Ist das nicht respektlos und asozial? Natürlich zeigte das Abzocken der Helfer bald seine schmerzliche Wirkung. Im Oktober 2019 berichtete der Spiegel, dass ein dramatischer Mangel an Schulbegleiter eingetreten sei. Auch bei uns stiegen viele aus, absolut deprimiert und voller Wut über die Regierung. Was aus ihnen geworden ist, weiß ich nicht.
Im Frühjahr referierte Innenminister Herbert Reul darüber, dass es 2022 alleine in Nordrhein Westfalen über 24.000 Straftaten an Schulen gab, nämlich Vandalismus, Diebstähle, Drogendelikte, Gewalt und so weiter. Und leider kamen zunehmend auch Stichwaffen vor. Das Kündigen der Lehrkräfte hat sich in den letzten 10 Jahren tatsächlich verdreifacht. Auch das ist wieder ein Zeichen für Kontrollverlust.
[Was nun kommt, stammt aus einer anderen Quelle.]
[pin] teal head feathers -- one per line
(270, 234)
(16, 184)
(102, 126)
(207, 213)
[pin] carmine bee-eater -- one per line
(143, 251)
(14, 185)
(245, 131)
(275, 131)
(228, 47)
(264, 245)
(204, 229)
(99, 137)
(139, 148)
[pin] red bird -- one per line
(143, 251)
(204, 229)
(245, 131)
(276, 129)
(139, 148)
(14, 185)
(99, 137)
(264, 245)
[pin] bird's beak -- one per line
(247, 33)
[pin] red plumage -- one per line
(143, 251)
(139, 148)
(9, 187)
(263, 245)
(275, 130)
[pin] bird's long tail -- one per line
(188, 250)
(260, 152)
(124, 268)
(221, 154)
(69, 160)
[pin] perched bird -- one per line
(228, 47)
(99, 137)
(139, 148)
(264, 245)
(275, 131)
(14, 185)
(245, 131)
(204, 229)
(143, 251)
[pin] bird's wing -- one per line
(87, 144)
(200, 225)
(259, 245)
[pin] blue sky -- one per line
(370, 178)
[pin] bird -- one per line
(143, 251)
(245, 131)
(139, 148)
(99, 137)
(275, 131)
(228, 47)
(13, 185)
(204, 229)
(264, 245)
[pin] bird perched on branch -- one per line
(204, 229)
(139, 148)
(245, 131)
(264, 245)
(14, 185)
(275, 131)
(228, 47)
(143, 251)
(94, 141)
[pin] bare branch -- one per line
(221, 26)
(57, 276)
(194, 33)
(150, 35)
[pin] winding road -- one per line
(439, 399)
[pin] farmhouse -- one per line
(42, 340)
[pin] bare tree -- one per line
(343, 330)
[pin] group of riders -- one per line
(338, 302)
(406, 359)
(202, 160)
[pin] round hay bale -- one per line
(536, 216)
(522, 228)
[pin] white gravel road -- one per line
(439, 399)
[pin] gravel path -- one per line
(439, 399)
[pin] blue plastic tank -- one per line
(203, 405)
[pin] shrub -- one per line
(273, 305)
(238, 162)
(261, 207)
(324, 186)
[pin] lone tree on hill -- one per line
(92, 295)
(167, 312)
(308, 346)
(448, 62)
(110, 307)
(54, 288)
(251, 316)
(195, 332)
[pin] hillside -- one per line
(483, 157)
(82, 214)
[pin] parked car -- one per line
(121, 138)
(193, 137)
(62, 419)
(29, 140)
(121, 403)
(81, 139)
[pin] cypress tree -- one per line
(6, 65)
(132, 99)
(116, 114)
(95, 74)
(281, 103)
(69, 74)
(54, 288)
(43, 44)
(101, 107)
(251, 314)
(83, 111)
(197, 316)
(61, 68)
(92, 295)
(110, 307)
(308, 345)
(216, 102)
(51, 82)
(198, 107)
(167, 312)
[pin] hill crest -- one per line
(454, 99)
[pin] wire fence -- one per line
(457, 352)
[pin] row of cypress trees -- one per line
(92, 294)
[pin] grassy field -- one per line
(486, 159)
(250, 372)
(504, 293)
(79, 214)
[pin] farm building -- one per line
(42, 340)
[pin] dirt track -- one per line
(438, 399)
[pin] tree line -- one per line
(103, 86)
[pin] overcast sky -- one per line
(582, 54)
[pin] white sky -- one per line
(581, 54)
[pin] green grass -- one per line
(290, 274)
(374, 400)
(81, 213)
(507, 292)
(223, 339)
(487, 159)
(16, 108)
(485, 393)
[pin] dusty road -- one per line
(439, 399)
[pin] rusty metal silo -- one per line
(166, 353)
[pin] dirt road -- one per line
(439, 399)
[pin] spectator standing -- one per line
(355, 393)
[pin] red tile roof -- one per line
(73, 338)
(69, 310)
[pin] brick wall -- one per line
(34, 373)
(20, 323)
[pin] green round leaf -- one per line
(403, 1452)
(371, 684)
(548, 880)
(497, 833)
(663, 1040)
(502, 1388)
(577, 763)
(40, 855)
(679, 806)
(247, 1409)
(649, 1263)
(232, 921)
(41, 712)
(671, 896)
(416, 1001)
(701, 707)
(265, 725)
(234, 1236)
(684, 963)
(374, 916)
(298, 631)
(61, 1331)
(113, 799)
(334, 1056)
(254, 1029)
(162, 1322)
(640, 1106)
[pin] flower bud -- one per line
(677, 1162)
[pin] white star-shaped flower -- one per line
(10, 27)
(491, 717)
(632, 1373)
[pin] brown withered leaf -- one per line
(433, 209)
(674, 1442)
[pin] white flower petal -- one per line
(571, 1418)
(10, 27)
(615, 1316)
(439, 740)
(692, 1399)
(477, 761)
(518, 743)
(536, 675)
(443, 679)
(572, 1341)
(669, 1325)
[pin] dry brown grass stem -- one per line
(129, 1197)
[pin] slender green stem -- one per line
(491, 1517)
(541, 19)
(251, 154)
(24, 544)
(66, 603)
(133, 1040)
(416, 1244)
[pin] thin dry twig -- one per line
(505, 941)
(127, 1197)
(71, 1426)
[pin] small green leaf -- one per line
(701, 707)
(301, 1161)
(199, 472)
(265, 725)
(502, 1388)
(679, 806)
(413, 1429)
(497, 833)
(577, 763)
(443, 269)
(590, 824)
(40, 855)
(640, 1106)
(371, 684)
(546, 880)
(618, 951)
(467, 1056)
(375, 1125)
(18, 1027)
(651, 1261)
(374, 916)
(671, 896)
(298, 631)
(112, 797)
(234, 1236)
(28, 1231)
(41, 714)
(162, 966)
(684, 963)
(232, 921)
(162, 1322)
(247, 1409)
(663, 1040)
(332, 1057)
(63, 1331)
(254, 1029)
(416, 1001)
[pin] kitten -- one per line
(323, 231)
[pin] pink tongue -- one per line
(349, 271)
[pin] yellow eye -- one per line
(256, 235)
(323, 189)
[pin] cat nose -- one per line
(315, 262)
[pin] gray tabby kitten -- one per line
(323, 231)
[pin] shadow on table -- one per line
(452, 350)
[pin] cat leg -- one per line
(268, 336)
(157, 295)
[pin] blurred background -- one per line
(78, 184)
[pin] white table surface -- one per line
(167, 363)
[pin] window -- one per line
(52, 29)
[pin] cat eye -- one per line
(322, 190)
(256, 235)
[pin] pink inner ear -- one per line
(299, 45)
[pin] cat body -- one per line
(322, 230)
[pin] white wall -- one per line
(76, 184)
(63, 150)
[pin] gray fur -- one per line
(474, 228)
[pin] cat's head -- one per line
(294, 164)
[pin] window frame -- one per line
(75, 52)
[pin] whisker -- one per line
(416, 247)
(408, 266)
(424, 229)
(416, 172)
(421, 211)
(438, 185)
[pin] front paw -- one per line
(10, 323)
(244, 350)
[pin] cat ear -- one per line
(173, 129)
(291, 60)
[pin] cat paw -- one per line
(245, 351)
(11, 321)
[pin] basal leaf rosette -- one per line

Im Juni forderte eine Allianz aus 89 Organisationen, also Verbände, Gewerkschaften und Stiftungen, endlich ein politisches Handeln von oberster Stelle, das heißt von Bundeskanzler Olaf Scholz. Die massiven Probleme dulden keinen weiteren Aufschub. Denn bereits für marode Schulgebäude existiert ein Sanierungsstau von 50 Milliarden Euro. Leider vermittelt schon dieses Fiasko, warum Lehrkräfte kaum noch an die Wende glauben. Und das, obwohl absurd viel Geld da wäre. Das Magazin kritisierte die Superreichen und schrieb, ihre Vermögen könnten den Staat retten.
Aber fühlt sich die Oberschicht eigentlich betroffen? Bezüglich der Bildung schickt sie ihre Töchter und Söhne sowieso lieber zu privaten Schulen beziehungsweise zu Eliteschulen, wo alles nach Wunsch verläuft: kleine Lerngruppen, Sonderpersonal für alle Probleme, bei Bedarf individuelle Förderung, kein Vandalismus und so weiter. Die High Society genießt in Deutschland ein göttliches Leben, warum sollte sich daran etwas ändern? Das wäre auch gegen den Trend in der Welt, gegen die Ruhmsucht und gegen den Egoismus. Diese Entwicklung erscheint wie ein galoppierender Wahnsinn.